The Truth About Global Medical Tourism
- - March 24th 2014
A team of British researchers has been issuing public warnings to governments and health care organizations all over the world to avoid falling for the hype that seems to surround the idea of medical tourism.
The compelling lure or promise of extremely lucrative markets and significant global marketing opportunities builds a kind of aura around medical tourism and often makes it very hard to resist.
The medical professionals who conducted the research in the United Kingdom (UK) have stepped forward to directly challenge the view -- or the belief -- that there are rapidly growing numbers of people worldwide that are now ready to travel great distances across national borders and even vast oceans to get much needed medical treatment for a broad variety of health or cosmetic reasons.
The researchers claim that the perceived markets of vast numbers of medical tourists simply don't exist, that in fact, there are relatively few people with the financial means and the desire to become true medical tourists.
The fact is, according to the English medical team, the ability to become a medical tourist is generally restricted to citizens of very affluent countries which means there are actually very few people with the financial means to seek medical help in a foreign land.
The remainder of people who travel to other countries to get medical help are really "health tourists," people desperate for medical help who can't afford to pay for the services they want in their own country and who will be unable to pay for those same services in a new country.

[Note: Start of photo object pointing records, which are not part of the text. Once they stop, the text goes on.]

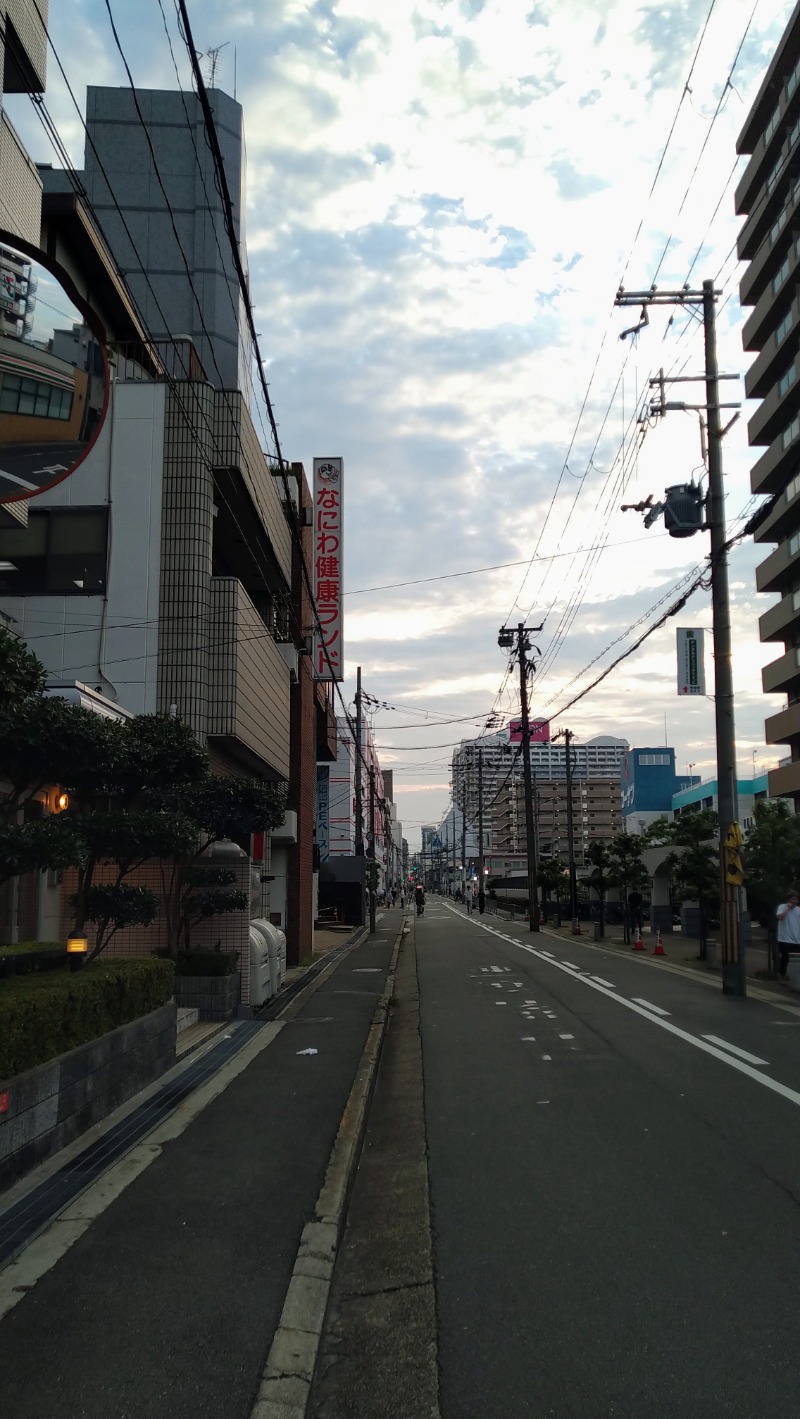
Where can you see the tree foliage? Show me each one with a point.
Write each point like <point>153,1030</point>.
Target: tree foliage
<point>21,674</point>
<point>772,856</point>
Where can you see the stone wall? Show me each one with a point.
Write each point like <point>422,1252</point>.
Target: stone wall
<point>57,1101</point>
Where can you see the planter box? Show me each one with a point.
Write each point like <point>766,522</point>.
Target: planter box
<point>57,1101</point>
<point>214,998</point>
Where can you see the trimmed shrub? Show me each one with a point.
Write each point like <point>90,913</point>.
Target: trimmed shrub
<point>206,962</point>
<point>46,1015</point>
<point>19,948</point>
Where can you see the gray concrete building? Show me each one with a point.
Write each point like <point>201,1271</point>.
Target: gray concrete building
<point>23,53</point>
<point>155,237</point>
<point>768,196</point>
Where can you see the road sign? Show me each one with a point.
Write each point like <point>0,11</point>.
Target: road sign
<point>691,669</point>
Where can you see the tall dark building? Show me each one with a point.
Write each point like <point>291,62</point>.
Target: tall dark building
<point>769,197</point>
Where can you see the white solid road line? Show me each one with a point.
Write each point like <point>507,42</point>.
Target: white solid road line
<point>752,1059</point>
<point>698,1042</point>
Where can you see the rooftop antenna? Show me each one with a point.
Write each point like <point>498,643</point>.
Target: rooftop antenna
<point>213,56</point>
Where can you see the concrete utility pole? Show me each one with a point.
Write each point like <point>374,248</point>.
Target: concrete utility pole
<point>358,775</point>
<point>481,884</point>
<point>373,873</point>
<point>734,964</point>
<point>464,837</point>
<point>505,639</point>
<point>570,837</point>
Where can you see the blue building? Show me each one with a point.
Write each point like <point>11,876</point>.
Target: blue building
<point>705,795</point>
<point>648,783</point>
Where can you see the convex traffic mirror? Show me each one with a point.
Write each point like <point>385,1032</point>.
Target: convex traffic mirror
<point>53,376</point>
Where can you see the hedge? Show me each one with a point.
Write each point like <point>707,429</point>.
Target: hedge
<point>20,948</point>
<point>46,1015</point>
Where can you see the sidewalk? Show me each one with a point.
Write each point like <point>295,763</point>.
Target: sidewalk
<point>166,1306</point>
<point>681,954</point>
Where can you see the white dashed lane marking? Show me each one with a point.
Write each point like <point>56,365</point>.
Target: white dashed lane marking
<point>742,1055</point>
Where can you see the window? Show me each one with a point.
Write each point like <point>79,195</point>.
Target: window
<point>63,551</point>
<point>31,396</point>
<point>790,433</point>
<point>786,381</point>
<point>778,226</point>
<point>780,277</point>
<point>783,328</point>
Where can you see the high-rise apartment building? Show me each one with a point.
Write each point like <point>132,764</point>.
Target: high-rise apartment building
<point>23,54</point>
<point>769,199</point>
<point>595,815</point>
<point>173,250</point>
<point>599,758</point>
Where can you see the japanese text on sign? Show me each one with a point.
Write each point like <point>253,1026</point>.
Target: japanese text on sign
<point>328,564</point>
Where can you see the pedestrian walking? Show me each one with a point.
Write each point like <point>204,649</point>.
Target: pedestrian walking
<point>787,931</point>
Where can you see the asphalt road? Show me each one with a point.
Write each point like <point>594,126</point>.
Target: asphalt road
<point>26,467</point>
<point>166,1306</point>
<point>613,1188</point>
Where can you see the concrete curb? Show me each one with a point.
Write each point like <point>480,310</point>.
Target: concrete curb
<point>285,1384</point>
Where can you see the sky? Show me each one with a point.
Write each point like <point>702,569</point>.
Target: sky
<point>444,197</point>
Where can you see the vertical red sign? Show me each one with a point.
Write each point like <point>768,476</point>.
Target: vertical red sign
<point>328,566</point>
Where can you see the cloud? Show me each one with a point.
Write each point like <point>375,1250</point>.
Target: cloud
<point>441,202</point>
<point>572,183</point>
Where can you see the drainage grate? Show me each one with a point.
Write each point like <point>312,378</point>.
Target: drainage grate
<point>26,1218</point>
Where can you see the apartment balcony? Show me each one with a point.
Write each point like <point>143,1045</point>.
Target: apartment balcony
<point>770,253</point>
<point>783,517</point>
<point>248,684</point>
<point>768,151</point>
<point>782,676</point>
<point>775,623</point>
<point>326,737</point>
<point>783,727</point>
<point>772,304</point>
<point>775,467</point>
<point>768,366</point>
<point>20,186</point>
<point>780,571</point>
<point>778,406</point>
<point>785,782</point>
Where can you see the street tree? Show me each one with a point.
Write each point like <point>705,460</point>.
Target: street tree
<point>694,863</point>
<point>552,873</point>
<point>627,870</point>
<point>602,876</point>
<point>772,860</point>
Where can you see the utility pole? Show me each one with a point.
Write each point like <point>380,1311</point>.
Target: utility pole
<point>373,870</point>
<point>570,839</point>
<point>481,884</point>
<point>505,639</point>
<point>734,964</point>
<point>464,837</point>
<point>358,786</point>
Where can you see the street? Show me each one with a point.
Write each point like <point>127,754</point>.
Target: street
<point>576,1196</point>
<point>614,1208</point>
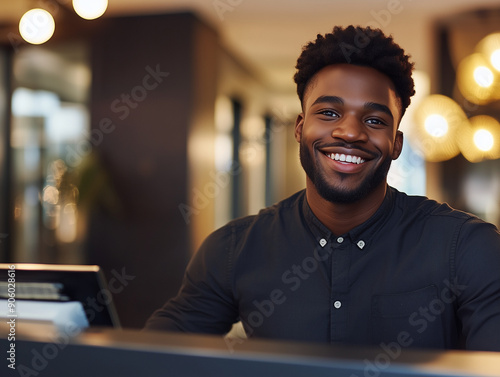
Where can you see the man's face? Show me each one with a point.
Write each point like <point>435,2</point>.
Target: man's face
<point>348,131</point>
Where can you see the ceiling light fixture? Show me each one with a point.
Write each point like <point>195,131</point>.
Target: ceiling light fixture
<point>37,26</point>
<point>90,9</point>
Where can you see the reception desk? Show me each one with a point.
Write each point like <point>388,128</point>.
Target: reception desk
<point>123,353</point>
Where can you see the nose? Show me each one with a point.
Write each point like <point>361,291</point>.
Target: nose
<point>350,129</point>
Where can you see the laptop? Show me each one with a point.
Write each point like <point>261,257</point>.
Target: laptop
<point>57,293</point>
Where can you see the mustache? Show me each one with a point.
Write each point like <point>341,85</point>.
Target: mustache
<point>345,145</point>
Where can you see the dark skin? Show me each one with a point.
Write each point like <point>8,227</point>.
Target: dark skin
<point>350,113</point>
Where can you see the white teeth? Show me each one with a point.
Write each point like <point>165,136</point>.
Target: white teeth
<point>345,158</point>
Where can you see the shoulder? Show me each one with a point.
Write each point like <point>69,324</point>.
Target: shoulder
<point>424,207</point>
<point>441,217</point>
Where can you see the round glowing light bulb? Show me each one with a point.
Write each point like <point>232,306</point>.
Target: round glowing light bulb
<point>484,140</point>
<point>483,76</point>
<point>436,125</point>
<point>37,26</point>
<point>495,59</point>
<point>90,9</point>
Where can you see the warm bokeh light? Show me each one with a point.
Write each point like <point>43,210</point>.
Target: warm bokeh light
<point>480,140</point>
<point>476,81</point>
<point>495,59</point>
<point>437,121</point>
<point>37,26</point>
<point>90,9</point>
<point>436,125</point>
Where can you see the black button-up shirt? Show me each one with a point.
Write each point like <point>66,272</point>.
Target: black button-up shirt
<point>416,274</point>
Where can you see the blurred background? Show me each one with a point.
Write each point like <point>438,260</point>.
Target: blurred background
<point>128,135</point>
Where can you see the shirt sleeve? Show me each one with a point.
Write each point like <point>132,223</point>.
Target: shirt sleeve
<point>204,303</point>
<point>478,285</point>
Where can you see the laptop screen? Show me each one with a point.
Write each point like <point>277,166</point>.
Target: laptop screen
<point>56,288</point>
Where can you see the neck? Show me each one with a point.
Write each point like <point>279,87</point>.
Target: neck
<point>340,218</point>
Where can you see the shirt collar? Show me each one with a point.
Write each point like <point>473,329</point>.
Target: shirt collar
<point>361,234</point>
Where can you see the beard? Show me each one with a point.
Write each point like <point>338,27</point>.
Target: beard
<point>338,194</point>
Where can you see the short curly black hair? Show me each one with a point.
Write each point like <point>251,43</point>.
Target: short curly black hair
<point>359,46</point>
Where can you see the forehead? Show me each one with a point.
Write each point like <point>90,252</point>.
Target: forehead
<point>353,83</point>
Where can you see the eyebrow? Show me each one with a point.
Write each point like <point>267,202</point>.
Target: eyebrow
<point>379,107</point>
<point>368,105</point>
<point>328,99</point>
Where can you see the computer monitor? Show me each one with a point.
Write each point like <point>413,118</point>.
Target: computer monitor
<point>57,293</point>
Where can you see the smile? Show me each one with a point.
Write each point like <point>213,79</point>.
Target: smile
<point>345,158</point>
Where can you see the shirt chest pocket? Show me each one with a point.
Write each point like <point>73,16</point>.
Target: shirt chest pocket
<point>406,318</point>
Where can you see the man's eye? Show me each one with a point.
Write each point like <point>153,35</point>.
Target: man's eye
<point>328,113</point>
<point>375,121</point>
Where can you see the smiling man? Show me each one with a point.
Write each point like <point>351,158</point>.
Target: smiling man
<point>349,259</point>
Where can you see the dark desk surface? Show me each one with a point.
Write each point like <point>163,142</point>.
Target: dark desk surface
<point>122,353</point>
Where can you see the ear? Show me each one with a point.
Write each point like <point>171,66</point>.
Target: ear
<point>299,124</point>
<point>398,145</point>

So while the perception is that there are growing numbers of true medical tourists who have the financial means to travel to other countries for medical assistance, legions of well-heeled people who can, in effect, create a new market and infuse valuable currency into an economy, that simply is not the case.
There are seemingly countless people in need of health care that will travel outside the borders of the countries where they live, will visit other countries to get help, will willingly accept medical care from doctors they don't know, but these people can't pay for the services they want.